Le dollar face au peso colombien a clôturé en baisse le 24 décembre 2025, à 3 706,74 $ après une chute de 52,74 $ par rapport à la TRM de 3 759,48 $. Les prix du pétrole ont légèrement progressé, le Brent à 62,50 US$ et le WTI à 58,50 US$ le baril. Ce mouvement s'aligne sur les paris des marchés sur des baisses de taux de la Réserve fédérale et des risques géopolitiques affectant l'approvisionnement en pétrole.
Le 24 décembre 2025, le dollar face au peso colombien a enregistré sa troisième journée consécutive de baisses, clôturant à 3 706,74 $, en baisse de 52,74 $ par rapport au Taux représentatif du marché (TRM) du jour de 3 759,48 $. Au cours de la séance, il a atteint un plus bas de 3 690,00 $ et un plus haut de 3 740,00 $, à travers 873 transactions totalisant 1,154 million US$. Cela porte les pertes annuelles du dollar à 8,4 %, sa plus forte baisse depuis 2017, au milieu d'un affaiblissement mondial face aux principales paires de devises.
Les marchés lient cela aux paris sur au moins deux baisses de taux de la Réserve fédérale en 2026, alimentés par une solide croissance économique américaine. L'économie américaine s'est élargie au rythme le plus rapide en deux ans au troisième trimestre, tirée par les dépenses de consommation et la reprise des exportations.
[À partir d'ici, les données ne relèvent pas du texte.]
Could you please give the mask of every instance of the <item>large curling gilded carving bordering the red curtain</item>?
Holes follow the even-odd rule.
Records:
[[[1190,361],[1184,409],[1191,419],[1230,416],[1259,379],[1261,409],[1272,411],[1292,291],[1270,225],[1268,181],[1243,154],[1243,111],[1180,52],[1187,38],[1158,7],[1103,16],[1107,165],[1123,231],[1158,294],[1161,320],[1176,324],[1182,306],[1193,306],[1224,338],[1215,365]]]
Ipek Ozkardeskaya de Swissquote a noté : « Les dernières séances suggèrent que le Père Noël pourrait encore arriver », mais a mis en garde que « la réalité pourrait être dure » pour les secteurs technologiques lors de la prochaine saison de résultats.
Juan Pablo Vieira, PDG de JP Tactical Trading, l'a attribué à l'absence de déclencheurs locaux spécifiques mais à une tendance mondiale : « Le dollar chute vraiment partout face aux principales paires de devises. » Les obligations du Trésor américain sont restées stables, avec un rendement à 10 ans de 4,16 %.
Pendant ce temps, les prix du pétrole ont progressé pour un sixième jour consécutif, les contrats à terme Brent gagnant 0,15 US$ (0,2 %) à 62,50 US$ le baril, et le West Texas Intermediate (WTI) progressant de 0,3 % à 58,50 US$. Cela constitue une récupération d'environ 6 % depuis le 16 décembre, après des plus bas proches de cinq ans, soutenue par des tensions géopolitiques incluant le blocus américain sur le Venezuela et les frappes Russie-Ukraine sur l'infrastructure énergétique. Tony Sycamore d'IG a observé : « Ce que nous avons vu au cours de la semaine passée est un mélange de réduction de positions sur des marchés faibles, ainsi qu'une hausse des tensions géopolitiques. » Pourtant, Soojin Kim de Mufg a souligné que malgré les risques d'approvisionnement, le brut se dirige vers sa plus forte chute annuelle depuis 2020, avec Brent en baisse d'environ 16 % et WTI de 18 %, l'offre dépassant la demande.